A year ago Martin tried to duke it out with Jackson during a game in Boston. On the night of the bunting incident, Jackson seemed likely to provoke another round of fisticuffs. When Munson led off the 10th with a single, Martin flashed the bunt sign to Third-Base Coach Dick Howser. Howser duly relayed the message to Jackson. That was fine with Reggie. Never mind that he had not executed a successful sacrifice since 1972 or that he had felt insulted when Martin had asked him to lay one down in the past—this time he wanted to bunt. Jackson had even told Munson in the on-deck circle that he planned to do it when Munson got on base. "Don't get ahead of yourself," Munson had responded. "I've got to get there first." And Munson did, lashing his hit to centerfield. So, after taking the first pitch for a ball, here was Jackson trying to bunt and failing.
In the dugout, Martin changed his mind. Third Baseman George Brett had moved in. Martin to Howser to Jackson: hit away. But Jackson, who later said he misread the sign, tried to bunt again. Foul ball. Howser walked in toward the plate and summoned Jackson to him. "Billy says to hit away," said the coach. "I want to bunt," said Reggie. "Billy says to hit away." "I want to bunt," said Reggie. Al Hrabosky threw his next pitch, Jackson's hand slipped up the bat and he popped a bunt into foul territory for an automatic out.
Martin was furious. "That's the maddest I've ever been in my life," he says. Jackson knew he was in trouble. He walked to the bench, sat down, laid his glasses beside him and waited for Martin to arrive from the other end of the dugout. During their 1977 set-to in Boston, when Martin pulled Jackson out of a game for failing to hustle, the two had exchanged words, and Martin had launched a roundhouse punch that missed. Martin should have been fired, suspended, fined—something—but he wasn't. So what prevented Martin from attacking Jackson this time? "No player has ever challenged me the way Reggie did," he says. "I know what I would have done in private. First I'm a man, then I'm a manager." On this occasion, Martin the manager controlled the worst instincts of Martin the man. He sent Coach Gene Michael to tell Jackson that he was out of the game.

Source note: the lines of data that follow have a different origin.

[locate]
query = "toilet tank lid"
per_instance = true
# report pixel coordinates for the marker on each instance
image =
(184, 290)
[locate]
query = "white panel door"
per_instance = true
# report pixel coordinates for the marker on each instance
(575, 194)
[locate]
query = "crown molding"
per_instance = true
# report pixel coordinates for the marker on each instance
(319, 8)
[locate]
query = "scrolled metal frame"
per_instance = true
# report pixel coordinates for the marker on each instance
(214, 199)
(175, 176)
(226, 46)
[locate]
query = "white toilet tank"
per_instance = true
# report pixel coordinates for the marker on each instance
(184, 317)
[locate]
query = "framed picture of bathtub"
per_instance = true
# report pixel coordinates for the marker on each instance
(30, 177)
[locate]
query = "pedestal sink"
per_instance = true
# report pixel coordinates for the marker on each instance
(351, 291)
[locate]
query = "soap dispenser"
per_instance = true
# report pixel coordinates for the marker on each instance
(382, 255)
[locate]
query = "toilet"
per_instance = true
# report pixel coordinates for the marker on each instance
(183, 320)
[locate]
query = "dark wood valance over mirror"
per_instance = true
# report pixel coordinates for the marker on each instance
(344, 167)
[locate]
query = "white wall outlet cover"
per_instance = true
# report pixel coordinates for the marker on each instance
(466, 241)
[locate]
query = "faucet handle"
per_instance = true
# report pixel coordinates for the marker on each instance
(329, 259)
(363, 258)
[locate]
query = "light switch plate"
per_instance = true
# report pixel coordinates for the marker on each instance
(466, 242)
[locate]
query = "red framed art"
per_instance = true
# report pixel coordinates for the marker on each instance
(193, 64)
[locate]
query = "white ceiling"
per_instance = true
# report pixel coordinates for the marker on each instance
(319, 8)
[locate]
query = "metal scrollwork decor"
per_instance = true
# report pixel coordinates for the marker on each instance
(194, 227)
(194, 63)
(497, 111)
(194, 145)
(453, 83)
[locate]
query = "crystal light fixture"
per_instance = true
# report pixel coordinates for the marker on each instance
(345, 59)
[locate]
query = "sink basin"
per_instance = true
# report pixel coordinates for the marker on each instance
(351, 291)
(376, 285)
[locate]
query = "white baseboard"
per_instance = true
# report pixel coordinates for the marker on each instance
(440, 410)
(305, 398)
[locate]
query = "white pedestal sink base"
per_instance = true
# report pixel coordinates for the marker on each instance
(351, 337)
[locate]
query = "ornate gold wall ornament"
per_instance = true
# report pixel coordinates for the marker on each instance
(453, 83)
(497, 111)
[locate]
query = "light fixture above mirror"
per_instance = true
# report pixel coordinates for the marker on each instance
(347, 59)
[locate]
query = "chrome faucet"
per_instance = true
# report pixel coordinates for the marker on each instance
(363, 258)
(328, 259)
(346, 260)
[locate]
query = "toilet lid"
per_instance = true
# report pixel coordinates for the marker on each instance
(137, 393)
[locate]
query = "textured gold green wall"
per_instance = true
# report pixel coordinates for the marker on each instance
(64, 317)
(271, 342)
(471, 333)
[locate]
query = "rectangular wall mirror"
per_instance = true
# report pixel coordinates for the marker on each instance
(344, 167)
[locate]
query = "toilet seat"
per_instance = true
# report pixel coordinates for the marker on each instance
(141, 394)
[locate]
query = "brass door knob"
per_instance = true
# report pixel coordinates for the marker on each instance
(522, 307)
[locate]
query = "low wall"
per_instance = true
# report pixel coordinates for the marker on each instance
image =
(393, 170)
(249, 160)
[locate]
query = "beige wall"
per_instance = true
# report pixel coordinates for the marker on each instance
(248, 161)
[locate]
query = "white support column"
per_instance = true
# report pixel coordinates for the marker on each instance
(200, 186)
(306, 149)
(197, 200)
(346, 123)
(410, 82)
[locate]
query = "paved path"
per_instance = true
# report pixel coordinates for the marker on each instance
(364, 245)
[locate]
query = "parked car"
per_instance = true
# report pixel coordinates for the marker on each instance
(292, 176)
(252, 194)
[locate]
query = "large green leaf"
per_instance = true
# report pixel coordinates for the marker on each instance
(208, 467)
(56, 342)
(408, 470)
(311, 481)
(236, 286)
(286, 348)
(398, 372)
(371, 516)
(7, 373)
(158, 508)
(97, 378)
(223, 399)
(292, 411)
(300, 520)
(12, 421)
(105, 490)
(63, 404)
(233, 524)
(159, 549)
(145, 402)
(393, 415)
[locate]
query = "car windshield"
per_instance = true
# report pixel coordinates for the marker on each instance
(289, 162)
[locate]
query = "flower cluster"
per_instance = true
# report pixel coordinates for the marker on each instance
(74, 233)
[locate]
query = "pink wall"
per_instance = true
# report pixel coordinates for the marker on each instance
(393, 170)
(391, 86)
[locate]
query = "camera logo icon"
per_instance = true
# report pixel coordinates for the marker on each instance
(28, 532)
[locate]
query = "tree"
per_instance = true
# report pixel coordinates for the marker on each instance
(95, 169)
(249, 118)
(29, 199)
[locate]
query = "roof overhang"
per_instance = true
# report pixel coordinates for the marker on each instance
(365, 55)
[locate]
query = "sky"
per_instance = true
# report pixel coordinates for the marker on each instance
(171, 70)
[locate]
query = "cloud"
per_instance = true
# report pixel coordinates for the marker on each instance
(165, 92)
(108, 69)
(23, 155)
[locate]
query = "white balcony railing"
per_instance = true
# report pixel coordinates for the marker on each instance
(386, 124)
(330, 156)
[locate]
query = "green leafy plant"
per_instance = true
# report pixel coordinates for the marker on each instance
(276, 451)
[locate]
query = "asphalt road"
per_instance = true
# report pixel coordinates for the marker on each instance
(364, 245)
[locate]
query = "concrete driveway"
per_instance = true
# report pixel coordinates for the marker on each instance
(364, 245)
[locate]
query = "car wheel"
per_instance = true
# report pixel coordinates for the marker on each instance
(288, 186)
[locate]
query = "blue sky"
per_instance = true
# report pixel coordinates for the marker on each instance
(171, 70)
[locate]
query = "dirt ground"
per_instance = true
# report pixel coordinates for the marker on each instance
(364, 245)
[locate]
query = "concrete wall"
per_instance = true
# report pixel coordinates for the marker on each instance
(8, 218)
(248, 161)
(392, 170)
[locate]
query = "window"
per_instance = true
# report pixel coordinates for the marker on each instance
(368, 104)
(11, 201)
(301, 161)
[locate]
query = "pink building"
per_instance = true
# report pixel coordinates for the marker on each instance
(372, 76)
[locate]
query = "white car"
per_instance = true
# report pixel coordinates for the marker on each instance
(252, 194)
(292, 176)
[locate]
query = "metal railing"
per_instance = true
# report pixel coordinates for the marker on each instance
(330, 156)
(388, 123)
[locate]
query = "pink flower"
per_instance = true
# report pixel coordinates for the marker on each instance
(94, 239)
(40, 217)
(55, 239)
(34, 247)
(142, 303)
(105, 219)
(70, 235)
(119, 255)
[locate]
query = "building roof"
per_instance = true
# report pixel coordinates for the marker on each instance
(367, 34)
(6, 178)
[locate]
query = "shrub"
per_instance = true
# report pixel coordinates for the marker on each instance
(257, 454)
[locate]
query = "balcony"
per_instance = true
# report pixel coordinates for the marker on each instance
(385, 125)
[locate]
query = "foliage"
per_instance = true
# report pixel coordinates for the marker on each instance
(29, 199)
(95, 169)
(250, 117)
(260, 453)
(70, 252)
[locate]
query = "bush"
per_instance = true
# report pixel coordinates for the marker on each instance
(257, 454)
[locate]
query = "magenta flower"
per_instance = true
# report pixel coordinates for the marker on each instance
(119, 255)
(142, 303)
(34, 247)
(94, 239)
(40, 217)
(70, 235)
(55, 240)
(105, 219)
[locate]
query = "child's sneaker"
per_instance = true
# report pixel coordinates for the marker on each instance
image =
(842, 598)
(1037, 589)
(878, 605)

After Kansas City won in the 11th inning Martin went into a rage, smashing a soft-drink bottle against his office wall and heaving his clock radio into the hall. Then, following a conference with Steinbrenner and Yankee President Al Rosen, an indefinite suspension was announced. Jackson's term subsequently was set at five days. The suspension cost Jackson $9,273 in salary, but to get their money the Yankees must await Jackson's personal check, because he receives his annual $332,000 stipend in advance. Martin had hoped to contribute Jackson's payment to a pension fund for old ballplayers.
Why did Jackson disobey his manager's orders? "That's the mystery," says Martin. "He'd been working hard all year and didn't have a chip on his shoulder. We had talked the day before, and I had told him that I liked him no matter what he had heard and that I would give him a chance to play rightfield some."

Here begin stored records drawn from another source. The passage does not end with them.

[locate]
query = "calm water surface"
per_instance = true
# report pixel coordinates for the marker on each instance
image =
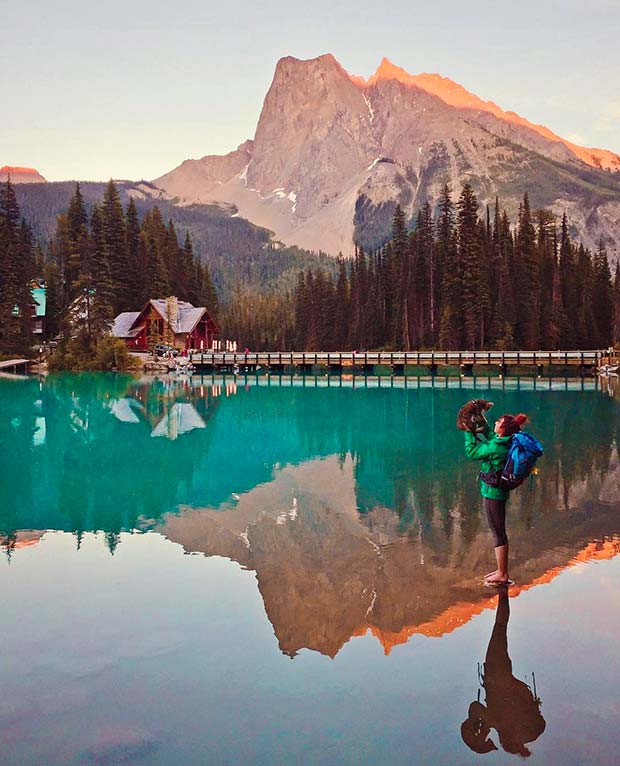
(212, 571)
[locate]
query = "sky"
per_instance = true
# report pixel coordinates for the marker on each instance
(93, 91)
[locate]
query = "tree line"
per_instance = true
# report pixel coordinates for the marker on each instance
(18, 266)
(459, 280)
(98, 263)
(450, 279)
(110, 261)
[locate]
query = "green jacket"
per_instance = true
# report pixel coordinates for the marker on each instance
(493, 451)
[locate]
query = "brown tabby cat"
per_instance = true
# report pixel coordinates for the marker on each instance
(471, 416)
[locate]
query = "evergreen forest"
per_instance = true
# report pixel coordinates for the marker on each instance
(456, 277)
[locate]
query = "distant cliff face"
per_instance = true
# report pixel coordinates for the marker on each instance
(333, 153)
(21, 175)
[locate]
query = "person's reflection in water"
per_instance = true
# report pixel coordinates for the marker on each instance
(511, 708)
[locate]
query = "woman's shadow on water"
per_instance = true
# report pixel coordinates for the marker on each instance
(511, 707)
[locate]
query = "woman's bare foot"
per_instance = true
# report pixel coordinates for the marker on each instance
(500, 578)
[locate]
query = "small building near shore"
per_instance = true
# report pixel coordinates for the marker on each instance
(166, 320)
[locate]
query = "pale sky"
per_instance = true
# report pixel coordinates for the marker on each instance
(130, 89)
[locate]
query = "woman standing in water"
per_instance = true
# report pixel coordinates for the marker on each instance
(491, 447)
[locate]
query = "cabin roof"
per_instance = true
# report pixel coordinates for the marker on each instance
(123, 324)
(126, 324)
(188, 316)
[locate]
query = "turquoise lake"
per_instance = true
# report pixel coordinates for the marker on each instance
(288, 570)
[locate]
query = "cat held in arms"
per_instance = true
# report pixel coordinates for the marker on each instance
(471, 416)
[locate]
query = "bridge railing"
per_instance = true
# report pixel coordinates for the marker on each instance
(306, 358)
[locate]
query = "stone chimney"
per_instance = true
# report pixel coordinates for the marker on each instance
(172, 310)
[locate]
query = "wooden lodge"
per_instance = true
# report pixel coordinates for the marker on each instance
(167, 320)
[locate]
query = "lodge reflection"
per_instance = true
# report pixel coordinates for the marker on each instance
(510, 706)
(355, 508)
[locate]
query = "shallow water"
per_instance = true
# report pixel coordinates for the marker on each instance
(288, 571)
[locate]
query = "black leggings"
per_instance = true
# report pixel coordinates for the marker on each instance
(496, 516)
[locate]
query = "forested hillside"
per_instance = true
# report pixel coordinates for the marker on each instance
(235, 250)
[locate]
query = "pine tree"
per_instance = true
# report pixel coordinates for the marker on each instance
(17, 269)
(135, 266)
(341, 313)
(115, 247)
(528, 283)
(615, 335)
(449, 268)
(603, 292)
(469, 245)
(569, 285)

Martin's soothing words had come too late and rang too hollow for Jackson. He knew where he stood with his manager. Forget that they had embraced after the Yankees won the 1977 World Series; they did not mean it. To Martin, Jackson was George's boy, not one of Billy's. In Martin's mind, Jackson was also a player with more money than talent, more flash than consistency. Realizing this, Jackson had gone to Steinbrenner the day after hearing Martin's friendly words and laid his gripes out: he was unhappy playing in New York; he did not consider the criticism of him by Martin and Rosen to be fair; he wanted the respect and treatment that his hard work and productive performance deserved. Indeed, despite his .189 average and solitary homer in July, Jackson was first or second on the Yankees in virtually every important offensive category—RBIs, runs, home runs and stolen bases—and had cut his errors from seven at this point last year to three this season.
Steinbrenner listened to Jackson for an hour and a half. He is Jackson's friend, so he gave him sympathy. But he is also Jackson's boss, so he gave him the facts. "I don't think you're a very good outfielder," Steinbrenner said. Clearly Steinbrenner agreed with Martin that Jackson should be used primarily as a DH, a job Reggie considers the lot of the aged, inept or infirm.
From Steinbrenner's office, Jackson went down to the clubhouse. He was quiet and sullen. He says now that he had felt all day that something was about to happen but he didn't know what. In the 10th inning he found out.